Spotted by a reader in the UK, a tree care worker using a spider lift to carry out his work, but not quite as intended, in order to gain better or ‘different’ access to the tree limbs.
Our man has used an arbor/climbing rope and strop to suspend himself from the basket of the platform, while a co-worker operates the platform - a well equipped Teupen - to lift the suspended man using the boom elevate function, before slewing him into the centre of the tree’s foliage.
We have no doubt of their ability to rig a decent suspended rope cradle, but he has attached himself to the platform by simply placing a sling around the guardrail corner post and over the toeboards. The aluminium guardrail is not designed to handle loads in this manner. Although to be fair to them it does appear as though they might have taken a safety line from the anchor strop (possibly to a harness anchor point?) as a backup.

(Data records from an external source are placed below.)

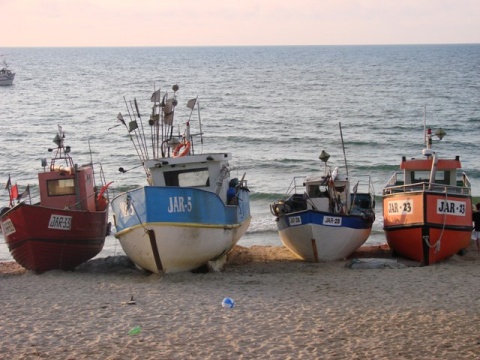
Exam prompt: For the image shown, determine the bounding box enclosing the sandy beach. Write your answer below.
[0,245,480,360]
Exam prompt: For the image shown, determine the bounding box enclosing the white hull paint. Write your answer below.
[279,224,371,262]
[116,218,250,274]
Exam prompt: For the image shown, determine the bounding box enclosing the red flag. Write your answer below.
[18,185,30,201]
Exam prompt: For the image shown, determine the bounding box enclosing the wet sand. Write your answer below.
[0,244,480,360]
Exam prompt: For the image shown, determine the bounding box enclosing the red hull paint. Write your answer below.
[383,192,472,265]
[0,203,108,273]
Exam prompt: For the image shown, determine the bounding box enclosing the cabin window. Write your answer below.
[47,179,75,196]
[165,168,210,187]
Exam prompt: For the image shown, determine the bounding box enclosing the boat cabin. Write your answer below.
[145,153,231,203]
[386,150,471,192]
[38,165,95,211]
[305,176,351,214]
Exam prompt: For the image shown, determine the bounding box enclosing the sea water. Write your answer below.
[0,45,480,261]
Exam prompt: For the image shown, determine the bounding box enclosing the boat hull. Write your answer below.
[277,210,373,262]
[0,203,108,273]
[383,191,473,265]
[112,186,251,273]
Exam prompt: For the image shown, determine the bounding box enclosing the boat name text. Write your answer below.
[323,216,342,226]
[288,216,302,226]
[48,214,72,230]
[437,199,467,216]
[2,219,16,236]
[388,199,413,215]
[167,196,192,213]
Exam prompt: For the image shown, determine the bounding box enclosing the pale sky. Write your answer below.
[0,0,480,48]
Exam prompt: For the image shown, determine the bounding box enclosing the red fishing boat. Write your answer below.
[0,126,110,273]
[383,125,473,265]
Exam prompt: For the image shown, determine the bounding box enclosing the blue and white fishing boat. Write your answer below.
[270,124,375,262]
[112,85,251,273]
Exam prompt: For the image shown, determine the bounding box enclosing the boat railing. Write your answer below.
[285,176,307,199]
[386,171,403,187]
[351,175,375,196]
[383,178,472,195]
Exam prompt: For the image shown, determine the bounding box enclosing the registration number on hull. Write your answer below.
[48,214,72,230]
[437,199,467,216]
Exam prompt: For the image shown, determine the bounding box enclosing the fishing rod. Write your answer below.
[123,96,147,161]
[118,163,143,174]
[338,122,348,179]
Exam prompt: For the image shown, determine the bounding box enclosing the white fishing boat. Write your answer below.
[0,60,15,86]
[271,124,375,262]
[112,85,251,273]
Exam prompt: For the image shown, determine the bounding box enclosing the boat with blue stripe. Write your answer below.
[112,87,251,273]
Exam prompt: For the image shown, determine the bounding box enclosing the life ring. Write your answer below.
[173,141,191,157]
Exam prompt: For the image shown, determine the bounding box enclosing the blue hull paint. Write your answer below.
[112,186,250,232]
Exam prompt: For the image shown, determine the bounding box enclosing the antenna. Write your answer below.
[338,122,348,179]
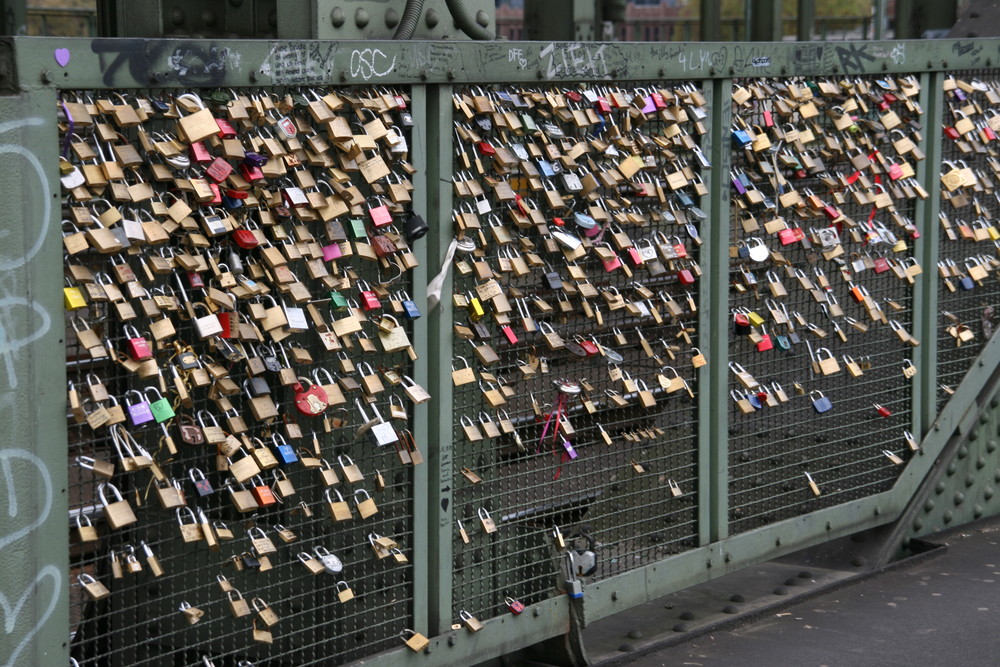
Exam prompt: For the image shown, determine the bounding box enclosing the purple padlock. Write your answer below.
[563,440,578,461]
[125,389,154,426]
[243,152,267,167]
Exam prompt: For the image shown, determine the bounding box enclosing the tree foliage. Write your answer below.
[681,0,872,19]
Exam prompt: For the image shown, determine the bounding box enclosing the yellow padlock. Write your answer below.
[63,287,87,310]
[469,297,486,322]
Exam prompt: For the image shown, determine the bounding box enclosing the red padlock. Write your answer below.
[250,477,278,507]
[215,118,236,139]
[358,289,382,311]
[233,229,260,250]
[205,157,233,183]
[122,326,153,361]
[188,141,212,164]
[500,324,517,345]
[292,377,330,417]
[240,162,264,183]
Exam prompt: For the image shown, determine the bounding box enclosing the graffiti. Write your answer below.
[0,449,56,667]
[260,42,335,83]
[538,42,611,79]
[0,565,63,667]
[836,43,875,73]
[90,39,240,86]
[351,49,396,81]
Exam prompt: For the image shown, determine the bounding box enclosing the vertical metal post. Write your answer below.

The other question is platform capacity, many of these mid-range spider lifts have a maximum 200-250kg platform capacity. Two fit lumberjacks with all their kit cannot be far off that, even before you add the ropes and anchors, a couple of chainsaws and the fact that the suspended man is placing a load further out from the machine base than intended.
If the machine did overturn - perhaps due to the effort of pulling the suspended man from the tree or a dynamic loading - not only would he fall with the machine, but the platform would likely land on him, crushing him against the chainsaw that is hanging from his waist.
A+ for using powered access
F- for using it incorrectly and poorly. If you must get a crane and a bosun's chair.
Definitely one for our Death Wish series - have a safe weekend everyone!